A Highland Park mother claims her 13-year-old disabled son was left in his own feces, handled improperly with equipment he had outgrown, and educated inadequately at Highland Park schools from 2012-2015, despite a July ruling against her claim in district court.
She filed suit Oct. 17 to appeal the decision, arguing that the district should pay for her son’s private tuition plus damages and other expenses, as well as her legal fees: a total sum of more than $400,000.
The judge who made the ruling in July found that “the preponderance of the evidence established that the district’s [full individual evaluation] was appropriate,” and that the district “went to extraordinary lengths to include [the] parents in [the] student’s entire educational program and satisfied all collaboration requirements,” according to court documents.

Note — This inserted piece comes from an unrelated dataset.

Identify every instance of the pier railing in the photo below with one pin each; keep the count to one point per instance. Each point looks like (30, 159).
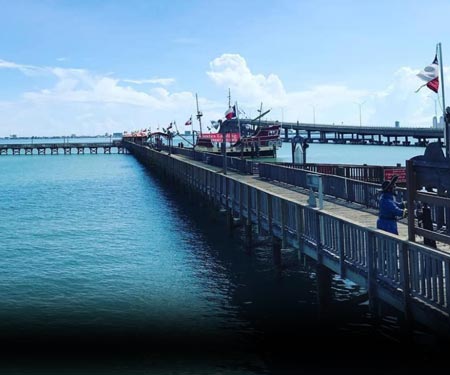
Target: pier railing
(351, 190)
(413, 278)
(366, 173)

HPISD spokesperson Jon Dahlander said the district “prides itself on having an outstanding special education program. We support, respect, and appreciate the tremendous work and dedication of our teachers, aides, and staff who partner with parents to provide the best services possible to our students with special needs.”

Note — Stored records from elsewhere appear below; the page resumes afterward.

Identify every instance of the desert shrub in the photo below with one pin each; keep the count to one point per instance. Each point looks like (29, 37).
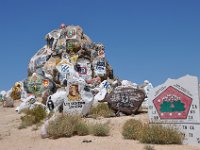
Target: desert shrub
(81, 128)
(132, 129)
(67, 126)
(100, 129)
(157, 134)
(149, 147)
(32, 116)
(101, 110)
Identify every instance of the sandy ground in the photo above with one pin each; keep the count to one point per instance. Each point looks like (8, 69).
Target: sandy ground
(11, 138)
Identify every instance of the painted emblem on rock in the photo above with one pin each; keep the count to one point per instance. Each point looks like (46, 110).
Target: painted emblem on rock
(172, 104)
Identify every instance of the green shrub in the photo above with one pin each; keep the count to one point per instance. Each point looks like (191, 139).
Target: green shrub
(33, 116)
(101, 110)
(62, 126)
(157, 134)
(81, 128)
(131, 129)
(100, 129)
(67, 126)
(149, 147)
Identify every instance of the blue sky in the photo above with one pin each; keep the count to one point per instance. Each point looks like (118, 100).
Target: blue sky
(144, 39)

Although the district was able to prove in court that they did not violate the Individuals with Disabilities Education Improvement (IDEA) Act, the mother maintains that her son did not receive the free appropriate public education required by that law.
“HPISD … demonstrated an indifference to his welfare,” the appeal reads.
After three years at Highland Park public schools, she enrolled her son in a private special education program at Chase’s Place. The tuition for full-time education there can cost anywhere from $5,000 to $20,000, depending on scholarship eligibility.
During his time at Highland Park, she claims her son regressed academically and behaviorally, “had little or no meaningful interactions with his peers,” and that the district withheld information concerning her son’s injuries, which included several falls.
She also claims he was mishandled by trained staff and that he was caused frequent discomfort when staff put on his orthotic devices incorrectly.
“HPISD staff members left him in dried feces on multiple occasions and failed to address pressure sores issues adequately,” the civil action appeal reads.
“HPISD failed to take the necessary measures to protect [his] health and safety and to prevent the recurrence of such injuries.”
In his ruling, the hearing officer said “the numerous accidents and minor injuries [the] student suffered while attending district schools were unfortunate and troubling.”
He also said they were “understandable,” due to the child’s condition.
HPISD states that “The [Administrative Law Judge] found that Highland Park ISD consistently provided the student with an appropriate education in the least restrictive environment. The district believes that the decision is sound and is supported by the evidence presented at the hearing.”
An HPISD representative said the district is not at liberty to discuss the appeal since it is pending litigation.